И так жил он четыре года, и если выжил, то только благодаря своему крепкому организму да тем крохам, которые могли ему уделить брат Григорий из своего нищенского жалованья кондуктора и мать из своего заработка поденщицы.

На службе быстро наладились отношения Капитан убедился в двух вещах: «от солдата не пахнет» и «солдат чертовски трудоспособен». Капитан был вздорным человеком, но достаточно умным, чтобы понять: на солдата можно свалить всю чертежную работу.

Мышкин работал безотказно: с утра до темна вычерчивал он топографические карты и до того набил себе руку в этом трудном деле, что частенько удостаивался похвалы начальства.

С Михаилом Сергеичем установились иные отношения. Подпоручик явно симпатизировал Мышкину. Правда, в присутствии капитана он обращался к Мышкину на «ты», зато когда оставались наедине, они беседовали непринужденно, даже дружески. Михаил Сергеич рассказывал Мышкину о своих семейных делах, говорил с ним о книгах, которые читал, интересовался планами Мышкина на будущее.

Мышкин был благодарен подпоручику за человеческое отношение, и в то же время был он крайне сдержан: голодный и униженный, Мышкин не мог преодолеть внутренней неприязни к сытому барчуку.

Как-то в субботу, на исходе рабочего дня, подпоручик сказал:

— Ипполит Никитич, вы жаловались, что у вас нет практики по стенографии.

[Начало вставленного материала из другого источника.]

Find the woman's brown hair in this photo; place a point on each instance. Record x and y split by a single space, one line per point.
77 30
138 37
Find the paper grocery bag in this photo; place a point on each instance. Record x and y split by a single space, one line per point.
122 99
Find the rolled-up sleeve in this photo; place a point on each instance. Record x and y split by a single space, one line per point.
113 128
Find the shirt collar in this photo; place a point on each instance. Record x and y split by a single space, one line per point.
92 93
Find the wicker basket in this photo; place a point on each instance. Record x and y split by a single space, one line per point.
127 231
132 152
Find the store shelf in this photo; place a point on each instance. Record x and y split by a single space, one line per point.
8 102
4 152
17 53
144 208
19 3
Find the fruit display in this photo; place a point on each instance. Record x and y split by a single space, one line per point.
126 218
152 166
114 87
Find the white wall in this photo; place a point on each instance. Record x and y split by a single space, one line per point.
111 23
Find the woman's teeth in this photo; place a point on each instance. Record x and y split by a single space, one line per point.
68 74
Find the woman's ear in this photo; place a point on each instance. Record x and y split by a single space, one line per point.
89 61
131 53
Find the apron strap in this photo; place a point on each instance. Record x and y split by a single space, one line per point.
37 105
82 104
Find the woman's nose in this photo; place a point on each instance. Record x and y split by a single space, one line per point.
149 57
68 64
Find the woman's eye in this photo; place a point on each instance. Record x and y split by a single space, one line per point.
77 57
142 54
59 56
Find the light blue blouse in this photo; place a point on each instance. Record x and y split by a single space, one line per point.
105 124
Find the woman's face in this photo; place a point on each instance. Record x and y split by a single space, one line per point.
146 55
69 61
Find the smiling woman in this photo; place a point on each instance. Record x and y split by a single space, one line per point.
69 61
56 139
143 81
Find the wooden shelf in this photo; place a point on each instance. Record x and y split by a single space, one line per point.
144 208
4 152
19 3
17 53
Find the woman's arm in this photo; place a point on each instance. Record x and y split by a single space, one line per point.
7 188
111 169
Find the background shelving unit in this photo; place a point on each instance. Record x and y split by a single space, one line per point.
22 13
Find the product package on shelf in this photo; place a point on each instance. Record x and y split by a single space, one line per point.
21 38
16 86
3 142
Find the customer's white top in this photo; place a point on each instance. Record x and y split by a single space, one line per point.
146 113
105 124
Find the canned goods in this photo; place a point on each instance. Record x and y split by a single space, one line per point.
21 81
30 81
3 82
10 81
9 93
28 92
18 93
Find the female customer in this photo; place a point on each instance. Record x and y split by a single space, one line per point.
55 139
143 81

Михаил Сергеич не понял Мышкина: не практика по стенографии нужна была ему, а приработок, который могли дать занятия по стенографии. У Мышкина не было свободного часа для побочных занятий, даже по праздничным дням приходилось работать дома.

— Да, Михаил Сергеич, совсем не занимаюсь стенографией.

— А хочется?

— Очень.

— Могу вам помочь. У меня по воскресеньям собираются друзья. Читаем, спорим. Иногда попадаются нам любопытные книги. Вот, например, завтра будем читать интересную книгу. Пришли бы ко мне, послушали, ведь вы любите хорошую книгу, а если книга вам покажется полезной, застенографировали бы ее. Вот вам и практика будет.

Мышкину понравилось предложение: он действительно любил хорошую книгу, но, увы, в штабе был лишен ее. В офицерскую библиотеку его не пускали, а в солдатской — одна дребедень.